Christmas is a season of twelve days on the Christian calendar—but Christmas is also the season of the heart. It is meant to be—all year long. We can still sing “Joy to the World,” and “O Little Town of Bethlehem,” but we don’t and we probably won’t until Christmas comes around again. We can still hear our own annunciation, we can still follow the Star, we can still find the Baby, and we can still give gifts but we have put all that aside. Another Christmas has come and gone.
“There must be always remaining in every man’s (woman’s) life some place for the singing of angels…” wrote Howard Thurman. “Despite all the crassness of life, despite all the hardness of life, despite all of the harsh discords of life, life is saved by the singing of angels.” The carol, “It Came Upon the Midnight Clear,” speaks of this.

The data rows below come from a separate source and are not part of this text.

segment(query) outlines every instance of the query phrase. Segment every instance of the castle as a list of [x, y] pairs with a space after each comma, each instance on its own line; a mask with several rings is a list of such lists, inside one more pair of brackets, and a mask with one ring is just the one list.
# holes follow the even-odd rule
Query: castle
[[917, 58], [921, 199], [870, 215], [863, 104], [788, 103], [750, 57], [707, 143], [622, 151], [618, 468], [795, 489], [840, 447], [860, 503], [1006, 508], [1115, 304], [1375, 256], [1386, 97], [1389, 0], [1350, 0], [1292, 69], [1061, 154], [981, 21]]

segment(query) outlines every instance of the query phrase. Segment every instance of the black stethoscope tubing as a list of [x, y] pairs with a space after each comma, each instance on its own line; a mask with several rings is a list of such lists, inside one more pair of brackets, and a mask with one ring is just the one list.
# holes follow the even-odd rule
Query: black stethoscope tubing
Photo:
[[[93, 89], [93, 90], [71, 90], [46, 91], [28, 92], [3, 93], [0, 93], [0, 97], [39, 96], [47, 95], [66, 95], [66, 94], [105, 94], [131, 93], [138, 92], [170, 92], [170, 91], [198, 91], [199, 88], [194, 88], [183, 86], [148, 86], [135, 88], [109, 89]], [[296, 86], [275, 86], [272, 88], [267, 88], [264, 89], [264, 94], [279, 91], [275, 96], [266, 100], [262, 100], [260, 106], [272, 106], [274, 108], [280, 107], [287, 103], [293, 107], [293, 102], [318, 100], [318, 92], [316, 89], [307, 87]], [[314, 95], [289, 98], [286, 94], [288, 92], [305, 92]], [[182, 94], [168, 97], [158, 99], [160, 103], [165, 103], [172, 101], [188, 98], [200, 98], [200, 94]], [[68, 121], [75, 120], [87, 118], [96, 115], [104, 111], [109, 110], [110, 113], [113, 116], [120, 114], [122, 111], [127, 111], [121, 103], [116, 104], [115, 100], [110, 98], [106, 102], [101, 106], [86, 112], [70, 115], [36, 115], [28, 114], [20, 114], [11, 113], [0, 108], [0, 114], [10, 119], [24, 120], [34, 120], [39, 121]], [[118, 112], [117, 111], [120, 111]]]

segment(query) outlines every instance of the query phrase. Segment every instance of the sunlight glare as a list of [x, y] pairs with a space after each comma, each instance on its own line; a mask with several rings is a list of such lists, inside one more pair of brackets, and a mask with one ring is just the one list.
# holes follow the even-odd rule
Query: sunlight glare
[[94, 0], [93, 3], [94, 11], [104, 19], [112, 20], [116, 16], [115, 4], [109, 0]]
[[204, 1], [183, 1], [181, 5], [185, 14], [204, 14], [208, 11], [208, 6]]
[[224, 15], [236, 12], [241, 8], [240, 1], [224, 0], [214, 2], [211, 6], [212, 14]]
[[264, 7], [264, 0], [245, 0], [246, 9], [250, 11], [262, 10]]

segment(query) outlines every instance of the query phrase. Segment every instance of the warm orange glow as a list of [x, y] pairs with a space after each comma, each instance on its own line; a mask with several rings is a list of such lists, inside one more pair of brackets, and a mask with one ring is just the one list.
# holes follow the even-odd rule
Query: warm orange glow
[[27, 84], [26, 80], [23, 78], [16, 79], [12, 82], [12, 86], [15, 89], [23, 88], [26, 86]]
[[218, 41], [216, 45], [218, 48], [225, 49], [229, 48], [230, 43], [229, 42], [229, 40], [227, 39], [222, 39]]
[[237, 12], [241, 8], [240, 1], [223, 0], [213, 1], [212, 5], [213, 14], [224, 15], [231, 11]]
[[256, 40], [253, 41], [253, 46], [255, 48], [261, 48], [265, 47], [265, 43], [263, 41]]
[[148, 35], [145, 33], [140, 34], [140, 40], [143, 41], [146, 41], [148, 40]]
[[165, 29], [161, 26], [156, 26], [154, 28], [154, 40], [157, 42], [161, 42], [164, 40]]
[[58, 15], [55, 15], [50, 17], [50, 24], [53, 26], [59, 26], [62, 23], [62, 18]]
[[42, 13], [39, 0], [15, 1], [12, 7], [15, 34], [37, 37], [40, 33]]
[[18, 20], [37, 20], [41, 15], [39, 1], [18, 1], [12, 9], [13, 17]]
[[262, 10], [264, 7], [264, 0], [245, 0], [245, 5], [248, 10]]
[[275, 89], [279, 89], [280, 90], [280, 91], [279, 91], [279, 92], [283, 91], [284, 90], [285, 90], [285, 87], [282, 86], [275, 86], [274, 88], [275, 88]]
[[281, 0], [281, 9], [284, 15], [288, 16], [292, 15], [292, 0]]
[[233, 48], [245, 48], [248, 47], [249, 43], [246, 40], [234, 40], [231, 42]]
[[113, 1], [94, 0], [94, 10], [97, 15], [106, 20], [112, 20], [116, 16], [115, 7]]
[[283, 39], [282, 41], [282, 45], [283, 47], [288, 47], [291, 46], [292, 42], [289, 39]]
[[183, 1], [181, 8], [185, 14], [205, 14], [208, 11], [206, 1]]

It came upon the midnight clear, that glorious song of old, from angels bending near the earth…the world in solemn stillness lay, to hear the angels sing. Still through the cloven skies they come…and still their heavenly music floats o’er all the weary world; above its sad and lowly plains they bend on hovering wing, and ever o’er its Babel sounds the blessed angels sing….And ye, beneath life’s crushing load, whose forms are bending low, who toil along the climbing way with painful steps and slow…O rest beside the weary road, and hear the angels sing.
Christmas, with the singing of angels, is a season of the heart. Over all this weary world and all its Babel sounds, the angels sing all year long. So all of us, “beneath life’s crushing load, whose forms are bending low, who toil along the climbing way with painful steps and slow” must make every day a Christmas Day. “O rest beside the weary road, and hear the angels sing.”